وَمَنْ اِسْتَنَدَ بِاْلاِيمَانِ إِلٰى النُّقْطَةِ اْلاُولٰى، وَاسْتَمَدَّ مِنَ النُّقْطَةِ الثَّانِيَةِ أَحَسَّ مِنْ أَعْمَاقِ رُوحِهِ لَذَائِذَ مَعْنَويَّةً وَأُنْسِيَةً مُسَلِّيَةً وَاِعْتِمَادًا يَطْمَئِنُّ بِهَا وِجْدَانُهُ
اَلْحَمْدُ لِلّٰهِ عَلٰى نُورِ اْلاِيمَانِ الْمُزِيلِ لِلْاٰلاَمِ عَنِ اللَّذَائِذِ الْمَشْرُوعَةِ بِإِرَاءَةِ دَوَرَانِ اْلاَمْثَالِ، * وَالْمُدِيمِ لِلنِّعَمِ بِإِرَاءَةِ شَجَرَةِ اْلاِنْعَامِ، * وَالْمُزِيلِ اٰلاَمَ الْفِرَاقِ بِإِرَاءَةِ لَذَّةِ تَجَدُّدِ اْلاَمْثَالِ * يَعْنِىِ أَنَّ فِى كُلِّ لَذَّةٍ اٰلاَمًا تَنْشَأُ مِنْ زَوَالِهَا * فَبِنُورِ اْلاِيمَانِ يَزُولُ الزَّوَالُ، وَيَنْقَلِبُ اِلٰى تَجَدُّدِ اْلاَمْثَالِ. وَفِى التَّجَدُّدِ لَذَّةٌ أُخْرٰى. فَكَمَا أَنَّ الثَّمَرَةَ إِذَا لَمْ تُعْرَفْ شَجَرَتُهَا تَنْحَصِرُ النِّعْمَةُ فِى تِلْكَ الثَّمَرَةِ * فَتَزُولُ بِأَكْلِهَا، وَتُورِثُ تَأَسُّفًا عَلٰى فَقْدِهَا * وَإِذَا عُرِفَتْ شَجَرَتُهَا وَشُوهِدَتْ، يَزُولُ اْلاَلَمُ فِى زَوَالِهَا لِبَقَۤاءِ شَجَرَتِهَا الْحَاضِرَةِ، وَتَبْدِيلِ الثَّمَرَةِ الْفَانِيَةِ بِأَمْثَالِهَا * وَكَذَا إِنَّ مِنْ أَشَدِّ حَالاَتِ رُوحِ الْبَشَرِ هِىَ التَّأَلُمَاتُ النَّاشِئَةُ مِنَ الْفِرَاقَاتِ * فَبِنُورِ اْلاِيمَانِ تَفْتَرِقُ الْفِرَاقَاتُ وَتَنْعَدِمُ، بَلْ تَنْقَلِبُ بِتَجَدُّدِ اْلاَمْثَالِ الَّذِى فِيهِ لَذَّة ٌ أُخْرٰى إِذْ ﴿ كُلُّ جَدِيدٍ لَذِيذٌ ﴾ * [1]

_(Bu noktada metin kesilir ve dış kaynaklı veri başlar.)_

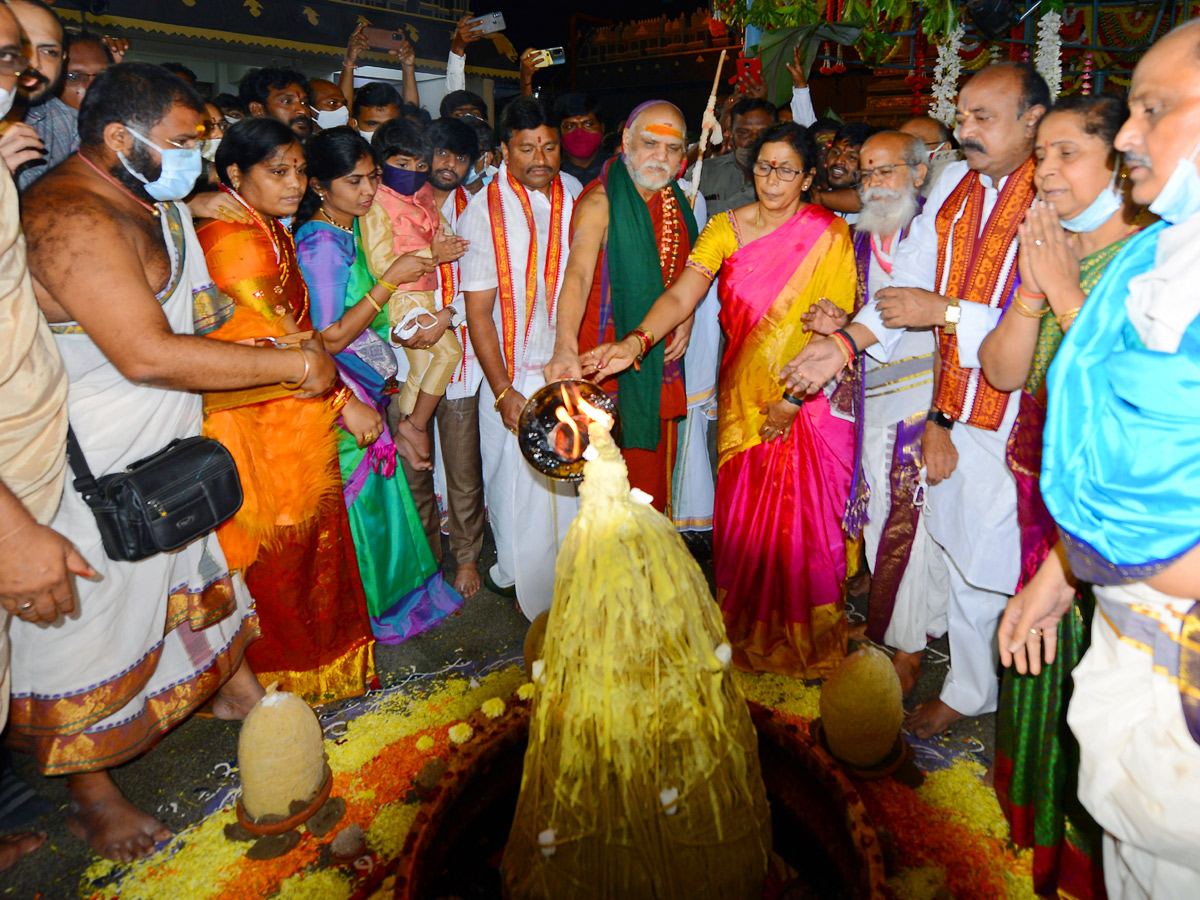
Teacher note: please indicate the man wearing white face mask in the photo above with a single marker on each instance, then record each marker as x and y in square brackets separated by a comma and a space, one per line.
[121, 279]
[1119, 477]
[328, 103]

Lâkin, birinci noktaya istinad ve ikincisinden de istimdat eden adam, kalben ve ruhen pek çok zevk ve lezzetleri, ünsiyetleri hisseder ki, hem mütesellî, hem vicdanı mutmain olur.
Dördüncü nokta
İman nuru, lezâiz-i meşrûanın zevâle başladıkları zaman hasıl olan elemleri, emsalinin vücut ve gelmekte olduklarını göstermekle izale eder.
Ve kezâ, nimetlerin devam edip tenakus etmemesini, nimetlerin menbaını göstermekle temin eder.
Ve kezâ, firak ve ayrılmaların elemlerini, teceddüd-ü emsalinin lezzetini göstermekle izale eder. Yani zeval düşüncesiyle bir lezzette çok elemler olur ki, iman o elemleri teceddüd-ü emsaliyle ihtar ve izale eder. Maahâzâ, lezzetlerin teceddüdünde de başka lezzetler vardır. Evet, bir semerenin şeceresi olmasa, o semerede münhasır kalan lezzet, onun yemesiyle zâil olur ve zevâli de mûcib-i teessür olur. Fakat o semerenin şeceresi mâruf ise, o semerenin zevâlinden elem hasıl olmuyor; çünkü yerine gelen var. Ve aynı zamanda, teceddüd haddizâtında bir lezzettir.
Ve kezâ ruh-u beşeri en ziyade sıkan, ayrılmalardan neş'et eden elemlerdir. Nur-u iman o elemleri teceddüd-ü emsal ve tahaddüs-ü visâl ümidiyle izale eder.